I’m a little embarrassed to admit how reliant I’ve become on Uber when I’m traveling — most regular cab drivers seem to find me terribly repellant — but now the service is now is working to expand its reach even further. The folks behind the on-demand car service announced earlier today that Windows Phone users now have a native app of their own, albeit one that doesn’t look quite as pretty as what iOS and Android users are privy to.
While Uber has moved to blur any design distinctions between its iOS and Android apps, you won’t mistake the Windows Phone version for either of its mobile cousins. It’s hardly a surprise considering how strongly Microsoft likes to emphasize the visual differences between Windows Phone and its rivals, but this newly-released version of Uber plays home to a blockier, slightly less handsome aesthetic. Still, the bread and butter of the app (hailing cars, populating lists of Foursquare locations for more precise pickups and drop-offs, etc.) seem to work just fine, so I suspect Windows Phone users won’t have much trouble looking past the app’s looks.
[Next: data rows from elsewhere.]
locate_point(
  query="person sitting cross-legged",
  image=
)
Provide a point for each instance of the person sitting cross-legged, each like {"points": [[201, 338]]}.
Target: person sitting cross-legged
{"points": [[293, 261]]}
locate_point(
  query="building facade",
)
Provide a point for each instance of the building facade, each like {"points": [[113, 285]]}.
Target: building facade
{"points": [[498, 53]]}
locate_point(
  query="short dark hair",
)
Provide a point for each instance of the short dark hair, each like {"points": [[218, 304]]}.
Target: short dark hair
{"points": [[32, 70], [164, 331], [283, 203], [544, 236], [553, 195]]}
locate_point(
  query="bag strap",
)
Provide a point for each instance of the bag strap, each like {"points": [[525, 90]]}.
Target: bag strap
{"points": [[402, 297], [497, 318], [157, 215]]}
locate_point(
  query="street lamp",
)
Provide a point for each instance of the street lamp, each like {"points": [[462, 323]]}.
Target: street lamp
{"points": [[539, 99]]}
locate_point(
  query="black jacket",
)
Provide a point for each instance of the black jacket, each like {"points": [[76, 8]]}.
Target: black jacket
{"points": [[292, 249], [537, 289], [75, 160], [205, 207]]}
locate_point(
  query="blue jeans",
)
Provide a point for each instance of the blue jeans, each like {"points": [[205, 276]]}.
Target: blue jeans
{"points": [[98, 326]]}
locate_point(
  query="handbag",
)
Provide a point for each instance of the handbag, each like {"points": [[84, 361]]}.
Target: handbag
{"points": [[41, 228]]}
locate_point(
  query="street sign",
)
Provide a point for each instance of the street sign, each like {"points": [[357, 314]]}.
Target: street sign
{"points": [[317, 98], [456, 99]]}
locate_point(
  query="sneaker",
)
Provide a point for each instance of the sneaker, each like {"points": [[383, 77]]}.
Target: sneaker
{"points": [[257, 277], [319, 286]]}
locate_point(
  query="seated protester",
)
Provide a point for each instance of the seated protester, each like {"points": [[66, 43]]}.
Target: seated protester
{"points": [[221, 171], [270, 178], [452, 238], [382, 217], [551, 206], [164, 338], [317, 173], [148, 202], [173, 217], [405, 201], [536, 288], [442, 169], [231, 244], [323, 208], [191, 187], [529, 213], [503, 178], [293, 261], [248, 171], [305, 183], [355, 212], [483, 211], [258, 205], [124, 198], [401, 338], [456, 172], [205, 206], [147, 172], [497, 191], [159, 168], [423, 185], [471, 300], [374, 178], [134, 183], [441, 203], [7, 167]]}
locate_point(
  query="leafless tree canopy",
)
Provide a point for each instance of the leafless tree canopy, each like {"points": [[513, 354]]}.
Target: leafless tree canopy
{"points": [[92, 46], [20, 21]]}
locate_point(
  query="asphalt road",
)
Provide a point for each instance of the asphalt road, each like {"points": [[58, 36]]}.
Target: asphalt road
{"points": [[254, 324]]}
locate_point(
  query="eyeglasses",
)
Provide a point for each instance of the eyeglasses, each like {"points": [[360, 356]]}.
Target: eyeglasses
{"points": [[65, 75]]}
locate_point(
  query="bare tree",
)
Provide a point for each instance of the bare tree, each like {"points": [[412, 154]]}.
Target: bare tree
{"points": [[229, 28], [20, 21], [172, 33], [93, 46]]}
Uber’s blog post also notes that BlackBerry 7 users can finally get their on-demand black car service on, but the announcement is a little late: the app has been available in BlackBerry World for over a week now.
Expanding to other prominent mobile platforms is just par for the course for Uber, but recent questions about the service’s safety and fairness could put a damper on its growth. In case you haven’t been keeping track, Uber is facing among other things a class-action lawsuit (yeah, another one) in Boston over allegations of skimming drivers’ tips, picketing drivers demanding a more equitable pay scheme and greater input with regard to the service’s operations, and the fallout stemming from an alleged rape charge in Washington D.C. Exactly what sort of effect these hefty public relations woes will ultimately have on the San Francisco-based company remains to be seen, but for now it seems Uber is mostly concerned with growing as prominent as it can as quickly as it can.
Disclosure: TechCrunch founder and current columnist Michael Arrington is a general partner at CrunchFund, which is an investor in Uber.